La transition rapide comme l’éclair du rôle de dure directrice à celui d’accueillante maîtresse de maison est tout à fait dans l’esprit de cette nature artistique. Mais même les adversaires les plus acharnés de Zakharova doivent admettre ce fait incontestable : après que le scandale a éclaté, elle ne s’est pas plus enfuie que munie d’attributs extérieurs de richesse, du type voiture chère, électroménager ou meubles. En un mot, Marina elle-même est loin d’être millionnaire.

—    Le voilà tout cet argent, tout est dans ces papiers. Zakharova sort des monceaux de quittances, contrats et décisions de justice. Je n’ai trompé personne. Ils ont chacun une quittance disant que je leur ai pris de l’argent. Et quand il a été temps de rembourser le crédit, je leur ai donné de l’argent quand je pouvais. Voilà la quittance de la famille nombreuse chez qui vous avez été, qui dit que je leur ai donné de l’argent pour recouvrement de crédit. Ils vous en ont parlé de ça ? Non. Tous les deux jours, ils menacent de s’immoler… ça devient fatiguant.

—     Mais vous comprenez que vous n’auriez jamais pu rembourser totalement, ni aux banques, ni aux travailleurs du kolkhoze ?

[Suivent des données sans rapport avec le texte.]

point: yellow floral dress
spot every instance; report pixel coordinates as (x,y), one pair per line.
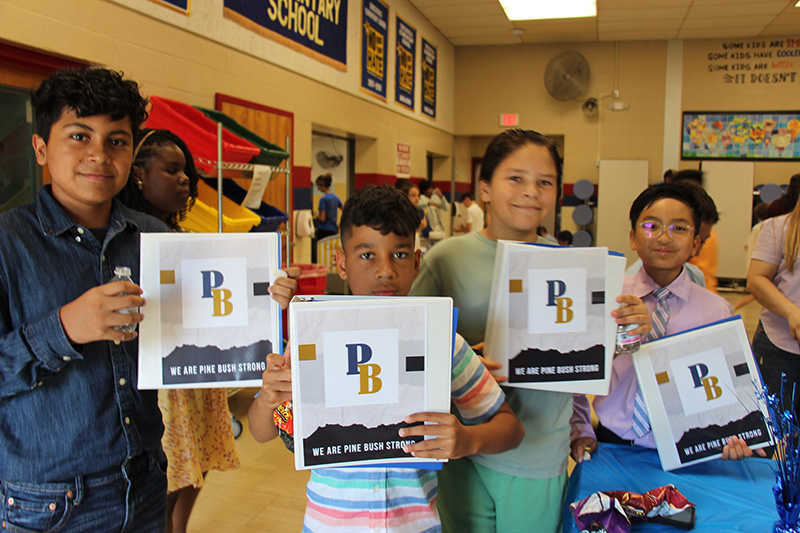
(197,435)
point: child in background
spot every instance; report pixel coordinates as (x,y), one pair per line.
(198,436)
(327,213)
(81,444)
(412,193)
(520,175)
(665,226)
(378,259)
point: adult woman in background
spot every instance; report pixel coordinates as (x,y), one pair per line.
(774,279)
(198,436)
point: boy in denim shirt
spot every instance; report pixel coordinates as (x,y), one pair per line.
(80,443)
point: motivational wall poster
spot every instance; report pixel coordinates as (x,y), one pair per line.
(374,52)
(550,323)
(209,320)
(701,387)
(317,28)
(360,365)
(741,136)
(405,64)
(428,79)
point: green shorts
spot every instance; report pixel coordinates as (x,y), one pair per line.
(476,499)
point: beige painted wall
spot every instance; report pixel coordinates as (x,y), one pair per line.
(510,79)
(705,87)
(180,64)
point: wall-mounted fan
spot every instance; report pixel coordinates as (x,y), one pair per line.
(566,76)
(326,160)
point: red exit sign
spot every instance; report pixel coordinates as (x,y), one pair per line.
(509,119)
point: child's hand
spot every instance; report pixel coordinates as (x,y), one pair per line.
(283,288)
(581,445)
(737,449)
(451,440)
(92,315)
(634,313)
(276,386)
(490,365)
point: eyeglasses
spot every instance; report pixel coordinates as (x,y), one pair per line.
(652,230)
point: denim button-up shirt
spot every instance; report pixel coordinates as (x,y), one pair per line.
(66,410)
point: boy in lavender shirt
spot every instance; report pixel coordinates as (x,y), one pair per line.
(665,224)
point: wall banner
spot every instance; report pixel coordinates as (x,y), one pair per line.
(428,79)
(374,40)
(760,135)
(181,6)
(405,67)
(317,28)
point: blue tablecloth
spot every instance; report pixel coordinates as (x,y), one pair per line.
(729,495)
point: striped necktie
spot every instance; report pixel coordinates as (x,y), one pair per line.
(641,421)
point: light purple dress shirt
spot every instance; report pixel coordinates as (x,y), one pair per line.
(690,306)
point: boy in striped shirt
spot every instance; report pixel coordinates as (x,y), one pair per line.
(378,259)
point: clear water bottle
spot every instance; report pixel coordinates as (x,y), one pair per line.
(627,343)
(124,274)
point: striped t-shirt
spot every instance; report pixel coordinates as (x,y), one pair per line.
(402,500)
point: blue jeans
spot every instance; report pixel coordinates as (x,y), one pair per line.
(132,498)
(772,362)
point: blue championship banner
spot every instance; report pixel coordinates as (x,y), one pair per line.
(428,79)
(181,6)
(404,65)
(374,39)
(317,28)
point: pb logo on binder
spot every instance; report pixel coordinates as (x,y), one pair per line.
(557,300)
(214,292)
(361,367)
(703,380)
(358,355)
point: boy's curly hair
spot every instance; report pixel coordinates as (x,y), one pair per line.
(382,208)
(88,92)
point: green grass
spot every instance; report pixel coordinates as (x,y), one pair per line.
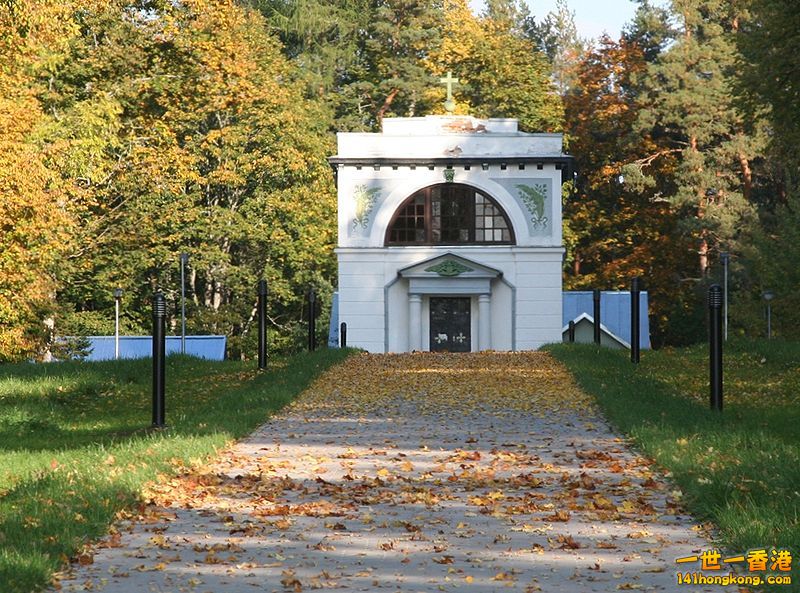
(739,469)
(76,447)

—    J’aurais remboursé ! Je ne suis pas une espèce d’aventurière. Nous avons emprunté en fonction des besoins du kolkhoze 30 millions, et nous en avons remboursé 20. Et nous aurions continué de payer, si nous n’avions pas été empêchés par ces redresseurs judiciaires, qui ne pensent qu’à solder le plus vite possible tous les biens du kolkhoze, dont les technologies, à démantibuler les bâtiments en briques, vendre le terrain cher et puis filer d’ici. Mais nous, nous devons vivre, ici. Et ceux qui me cassent aujourd’hui du sucre sur le dos, dans un an ou deux, ils viendront et commenceront de pleurnicher : Marina, comment allons-nous vivre maintenant ?

kolkhoze. Les poules ne picorent pas les dettes

Tôt ou tard, ç’aurait été la fin

Mais où est donc parti cet argent ? Ruslan Larin, qui a rempli pendant plus d’un an les fonctions de redresseur judiciaire nommé par le tribunal, s’est fait une petite idée d’où sont partis les millions.

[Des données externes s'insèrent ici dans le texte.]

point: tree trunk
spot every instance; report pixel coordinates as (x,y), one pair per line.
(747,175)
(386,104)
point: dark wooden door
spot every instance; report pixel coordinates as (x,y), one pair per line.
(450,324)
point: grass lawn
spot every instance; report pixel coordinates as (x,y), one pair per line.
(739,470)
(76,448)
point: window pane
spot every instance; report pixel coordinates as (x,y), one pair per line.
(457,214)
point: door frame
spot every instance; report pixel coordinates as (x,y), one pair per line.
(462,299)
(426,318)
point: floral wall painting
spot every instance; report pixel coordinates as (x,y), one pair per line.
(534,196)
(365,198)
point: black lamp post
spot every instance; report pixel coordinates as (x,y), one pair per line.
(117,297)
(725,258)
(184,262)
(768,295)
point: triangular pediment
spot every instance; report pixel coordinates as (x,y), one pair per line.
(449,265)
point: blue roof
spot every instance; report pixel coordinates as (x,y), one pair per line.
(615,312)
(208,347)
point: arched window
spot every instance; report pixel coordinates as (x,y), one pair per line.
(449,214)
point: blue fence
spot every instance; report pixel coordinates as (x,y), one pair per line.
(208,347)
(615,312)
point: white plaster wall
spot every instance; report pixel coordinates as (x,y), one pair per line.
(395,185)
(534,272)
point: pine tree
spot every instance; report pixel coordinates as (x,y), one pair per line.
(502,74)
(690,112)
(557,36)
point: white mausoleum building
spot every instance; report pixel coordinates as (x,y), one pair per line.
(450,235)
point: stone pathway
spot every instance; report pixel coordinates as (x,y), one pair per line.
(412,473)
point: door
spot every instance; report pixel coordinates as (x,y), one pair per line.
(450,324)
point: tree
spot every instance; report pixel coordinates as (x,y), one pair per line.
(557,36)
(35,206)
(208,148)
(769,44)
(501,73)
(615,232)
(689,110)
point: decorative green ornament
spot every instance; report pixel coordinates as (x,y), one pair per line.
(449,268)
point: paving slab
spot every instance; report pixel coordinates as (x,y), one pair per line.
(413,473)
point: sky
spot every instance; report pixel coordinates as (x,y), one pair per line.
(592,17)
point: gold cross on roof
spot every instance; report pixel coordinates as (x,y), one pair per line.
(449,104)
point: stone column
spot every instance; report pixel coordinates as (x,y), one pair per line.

—    La dette, à ce moment-là, était déjà de plus de 50 millions, dont 39 millions de crédits à des particuliers avec des salaires de misère. Réfléchissez vous-même : d’où est-ce que des banques auraient accordé un crédit de 7 millions (175 000 euros) par exemple, à une famille avec un revenu de 10 ou 15 000 roubles (250 à 375 euros) pour trois ? Essayez d’obtenir un crédit avec de tels revenus. Qu’est-ce qu’on vous dira dans une banque sérieuse ? Ils refuseraient, à vous comme à moi. Mais ils ont donné à ces malheureux travailleurs du kolkhoze… Ça veut dire qu’il y avait un schéma initial de non remboursement de ces crédits.

—    Et vous excluez que Marina Zakharova ait véritablement voulu sauver le kolkhoze ?

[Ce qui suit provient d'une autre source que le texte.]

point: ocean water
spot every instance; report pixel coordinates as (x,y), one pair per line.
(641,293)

—    Mon opinion personnelle, c’est que le kolkhoze n’avait pas besoin de tels moyens. Le kolkhoze s’éteignait naturellement, de lui-même, et tôt ou tard, ç’aurait été la fin. Coût élevé de production, beaucoup de postes de travail superflus et inutiles que Zakharova n’a pas voulu réduire, pas de technologies nouvelles, et pas de cadres qualifiés. Peut-être que quelqu’un considère les agissements de Zaharova comme de véritables tentatives de sauver le kolkhoze natal. Mais moi, je vois là une manipulation. Maintenant, savoir qui s’est réchauffé les mains là-dedans, Zakharova ou quelqu’un d’autre, – c’est la question.

Aujourd’hui, à Mikhalkovo, c’est l’accalmie temporaire. Selon les décisions judiciaires, toutes les plaintes sont renvoyées à l’adresse de la coopérative – une faillite dont il n’y a rien à tirer. Les ventes des bâtiments restants suffisent à peine à couvrir un dixième des exigences des banques et des huissiers. Le bâtiment du jardin d’enfants est ainsi parti sur le marché pour 396 000 roubles en tout (presque 10 000 euros) – soit quatre fois moins que ce qu’en proposaient il y a quelques années des entrepreneurs du coin. Au printemps prochain, pour la première depuis la guerre, les champs autour de Mikhalkovo ne seront pas semés, et les vaches ne feront pas sonner leurs chaînes de métal. Et parce que depuis l’automne, il n’y a plus de vaches, et parce que quelqu’un a déjà scié et emporté ces chaînes.

Ils se sont remboursés, dit-on au village.